A GENERATION of people with Parkinson’s in North Ayrshire face an uncertain future knowing that their condition will never improve.
That’s unless urgent action is taken to take advantage of research developments that could lead to better treatments and stopping Parkinson’s drugs ‘falling behind’.
This stark warning comes from Parkinson’s UK, as the charity marks Parkinson’s Awareness Week by launching its first public appeal to raise desperately needed funds to revolutionise Parkinson’s research on the 200th anniversary of the condition first being recognised.
The main drug people with Parkinson’s rely on – levodopa – hasn’t changed since the 1960s.
The demand for action comes as the charity reveals a widespread lack of awareness of the challenges people with Parkinson’s face in trying to manage their condition. The absence of effective medication means there is nothing to stop its progression and the worsening of symptoms that can make many every-day tasks impossible.

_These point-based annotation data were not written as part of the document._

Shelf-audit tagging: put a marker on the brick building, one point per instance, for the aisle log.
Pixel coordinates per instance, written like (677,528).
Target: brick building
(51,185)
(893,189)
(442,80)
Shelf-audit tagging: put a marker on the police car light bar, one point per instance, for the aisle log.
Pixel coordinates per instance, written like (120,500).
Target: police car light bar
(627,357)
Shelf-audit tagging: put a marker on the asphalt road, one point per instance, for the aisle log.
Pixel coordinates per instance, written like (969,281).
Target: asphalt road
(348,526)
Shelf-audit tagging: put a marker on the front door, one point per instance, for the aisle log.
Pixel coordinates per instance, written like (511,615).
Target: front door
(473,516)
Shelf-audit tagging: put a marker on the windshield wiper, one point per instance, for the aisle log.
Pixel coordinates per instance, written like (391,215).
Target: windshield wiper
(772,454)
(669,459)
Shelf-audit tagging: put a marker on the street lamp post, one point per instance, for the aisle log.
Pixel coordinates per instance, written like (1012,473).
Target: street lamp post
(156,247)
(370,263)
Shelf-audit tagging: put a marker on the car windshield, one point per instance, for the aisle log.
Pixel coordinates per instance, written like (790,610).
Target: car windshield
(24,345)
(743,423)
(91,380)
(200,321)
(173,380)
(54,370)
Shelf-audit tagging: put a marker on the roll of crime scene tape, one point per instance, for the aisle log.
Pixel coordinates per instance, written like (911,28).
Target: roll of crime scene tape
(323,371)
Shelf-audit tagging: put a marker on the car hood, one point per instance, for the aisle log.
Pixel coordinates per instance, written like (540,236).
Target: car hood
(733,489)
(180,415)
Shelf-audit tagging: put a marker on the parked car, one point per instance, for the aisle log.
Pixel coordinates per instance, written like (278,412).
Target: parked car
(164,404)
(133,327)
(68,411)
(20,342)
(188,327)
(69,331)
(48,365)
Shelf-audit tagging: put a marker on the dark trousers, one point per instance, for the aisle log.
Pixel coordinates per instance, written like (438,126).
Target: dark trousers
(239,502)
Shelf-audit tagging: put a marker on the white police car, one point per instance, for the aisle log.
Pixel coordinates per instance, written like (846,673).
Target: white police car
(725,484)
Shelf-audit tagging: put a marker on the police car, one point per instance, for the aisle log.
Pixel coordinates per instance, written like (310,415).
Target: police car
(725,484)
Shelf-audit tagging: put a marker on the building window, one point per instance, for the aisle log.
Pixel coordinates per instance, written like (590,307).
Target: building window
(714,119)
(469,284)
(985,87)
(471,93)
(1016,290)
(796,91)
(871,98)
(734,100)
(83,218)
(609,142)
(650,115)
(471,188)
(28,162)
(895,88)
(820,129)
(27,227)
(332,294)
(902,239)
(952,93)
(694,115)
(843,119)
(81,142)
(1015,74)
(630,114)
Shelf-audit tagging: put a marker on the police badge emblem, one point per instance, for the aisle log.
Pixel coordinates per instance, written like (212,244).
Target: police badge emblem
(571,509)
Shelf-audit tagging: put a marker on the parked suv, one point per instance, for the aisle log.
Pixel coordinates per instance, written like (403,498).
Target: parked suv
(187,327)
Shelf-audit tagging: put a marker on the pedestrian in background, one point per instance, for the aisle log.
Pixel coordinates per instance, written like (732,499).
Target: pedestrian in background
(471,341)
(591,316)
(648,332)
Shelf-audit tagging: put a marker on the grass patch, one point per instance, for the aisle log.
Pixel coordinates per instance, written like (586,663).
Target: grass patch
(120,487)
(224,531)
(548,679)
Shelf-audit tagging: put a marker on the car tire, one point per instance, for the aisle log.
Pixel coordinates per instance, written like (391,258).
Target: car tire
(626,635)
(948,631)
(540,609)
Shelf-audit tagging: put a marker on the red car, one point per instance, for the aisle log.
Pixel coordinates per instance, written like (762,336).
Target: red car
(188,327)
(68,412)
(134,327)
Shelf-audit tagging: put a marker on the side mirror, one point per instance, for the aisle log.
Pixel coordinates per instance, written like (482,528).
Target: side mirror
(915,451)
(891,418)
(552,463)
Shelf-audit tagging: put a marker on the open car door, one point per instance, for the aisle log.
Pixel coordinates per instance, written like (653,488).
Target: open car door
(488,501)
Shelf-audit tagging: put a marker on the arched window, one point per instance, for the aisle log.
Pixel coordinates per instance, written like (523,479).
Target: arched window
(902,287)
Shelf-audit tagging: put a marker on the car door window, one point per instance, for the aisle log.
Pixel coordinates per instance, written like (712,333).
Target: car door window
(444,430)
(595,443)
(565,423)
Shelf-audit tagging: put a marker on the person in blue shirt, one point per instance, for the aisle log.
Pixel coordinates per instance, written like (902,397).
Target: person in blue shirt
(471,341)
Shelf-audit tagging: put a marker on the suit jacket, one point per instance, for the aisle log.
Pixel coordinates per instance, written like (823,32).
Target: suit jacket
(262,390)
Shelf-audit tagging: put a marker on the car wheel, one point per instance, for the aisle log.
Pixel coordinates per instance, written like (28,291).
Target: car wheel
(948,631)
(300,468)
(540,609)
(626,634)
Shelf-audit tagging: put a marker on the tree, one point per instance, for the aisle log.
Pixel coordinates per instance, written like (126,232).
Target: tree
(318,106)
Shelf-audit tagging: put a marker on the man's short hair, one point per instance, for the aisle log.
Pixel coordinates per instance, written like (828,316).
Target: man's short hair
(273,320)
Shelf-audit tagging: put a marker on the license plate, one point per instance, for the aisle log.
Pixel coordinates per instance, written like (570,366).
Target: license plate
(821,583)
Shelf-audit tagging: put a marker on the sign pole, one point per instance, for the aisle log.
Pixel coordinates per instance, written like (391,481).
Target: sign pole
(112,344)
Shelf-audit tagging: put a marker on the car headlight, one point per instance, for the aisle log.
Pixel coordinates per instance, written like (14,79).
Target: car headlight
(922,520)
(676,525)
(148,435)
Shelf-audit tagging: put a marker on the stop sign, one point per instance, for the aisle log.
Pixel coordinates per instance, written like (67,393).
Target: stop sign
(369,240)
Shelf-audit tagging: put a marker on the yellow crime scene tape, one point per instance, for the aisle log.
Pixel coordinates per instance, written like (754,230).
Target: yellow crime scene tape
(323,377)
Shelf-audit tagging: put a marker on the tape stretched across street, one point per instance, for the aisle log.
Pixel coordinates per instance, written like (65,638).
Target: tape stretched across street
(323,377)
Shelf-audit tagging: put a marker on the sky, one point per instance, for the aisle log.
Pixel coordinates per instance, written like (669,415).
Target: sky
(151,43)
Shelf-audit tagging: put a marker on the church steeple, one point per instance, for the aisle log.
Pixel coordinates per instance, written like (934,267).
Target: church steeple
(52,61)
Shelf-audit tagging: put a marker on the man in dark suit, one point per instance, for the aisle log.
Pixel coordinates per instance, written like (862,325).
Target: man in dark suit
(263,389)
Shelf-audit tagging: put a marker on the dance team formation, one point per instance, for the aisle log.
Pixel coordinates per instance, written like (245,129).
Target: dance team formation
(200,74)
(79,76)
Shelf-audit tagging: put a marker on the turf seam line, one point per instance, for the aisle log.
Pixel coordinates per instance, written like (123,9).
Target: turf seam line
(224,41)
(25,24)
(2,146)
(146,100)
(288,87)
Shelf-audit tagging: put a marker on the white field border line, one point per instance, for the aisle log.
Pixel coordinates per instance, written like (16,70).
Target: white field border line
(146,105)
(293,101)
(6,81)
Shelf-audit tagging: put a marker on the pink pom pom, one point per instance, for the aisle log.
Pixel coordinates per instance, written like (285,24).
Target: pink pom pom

Parkinson’s is an incurable, degenerative condition which can affect anyone but despite that research released by the charity today reveals that:
Almost half (48 per cent) of people are unsure, or wrongly say that it is possible to prevent Parkinson’s.
Four in five (83 per cent) are unsure, or incorrectly think that there is no limit to the amount of time Parkinson’s medication works for.
Two in three (65 per cent) wrongly believe that Parkinson’s medication does more than mask or ease the symptoms of the condition.
Parkinson’s UK’s ‘We Won’t Wait’ fundraising campaign will raise essential funds that will drive forward crucial developments in Parkinson’s research to pioneer more effective treatments that are desperately needed for the 11,000 people in Scotland currently living with the condition.
Diane Mitchell from Irvine was diagnosed with Parkinson’s in 2011 at the age of 46. Diane works and has been done a parachute jump and other activities to raise funds for Parkinson’s UK. She is also actively involved in starting up a support group for younger persons with Parkinson’s.
Diane says: “My Parkinson’s means that my mobility is sometimes a bit restricted and that I can only use one arm at times. I still work and in my spare time I like doing craftwork and walking the dog – simple things that we take for granted. But if we don’t get something sorted in terms of treatments then I’ll soon be done with that and my life as it is now will be over.
“I know that my symptoms are getting worse and I’d love there to be something that could stop the deterioration. Reversing that progression would be a dream. I’m willing to try anything and get involved in as many trials as I can.”
Jane Stevely is from Kilwinning was diagnosed with Parkinson’s in 2004 at the age of 48. Jane is a mother, grandmother and great grandmother and worked up until last year.
Jane says: “My Parkinson’s means that I struggle with fiddly things and I sometimes shuffle a bit when getting around. I feel dependent on taking medication on time – even half an hour late in my timing I notice the difference so I can’t do without them. I do get fed up taking pills but I know I have to.
“I just want something to work and make me feel stronger and steadier. That’s why more research and new treatments are important – I’m keen to continue to take part in clinical trials and there really needs to be more of them.”
Alan Munro from Irvine was diagnosed with Parkinson’s in 2015 at the age of 71. His Parkinson’s was discovered while he was having a hip replaced. Alan is a long serving councillor on North Ayrshire Council and previously had his own medium-sized electrical engineering and electrician business.
Alan says: “I don’t have a tremor so my Parkinson’s is fairly invisible to others. The biggest effects are a lack of concentration and my peripheral vision is poor without my medication.
“The medication had made a big difference for me although I’ve already had to change it and increase the dose. Prevention is better than cure and I really want the research to discover a simple test that identifies the Parkinson’s gene and then find a way to fix that gene. There have been so many advances in other areas – let’s just get on with it!”
Katherine Crawford, Scotland Director of Parkinson’s UK said: “We’re urgently asking people to donate whatever they can to support our vital research. We won’t stand by and let Parkinson’s treatments fall further behind.”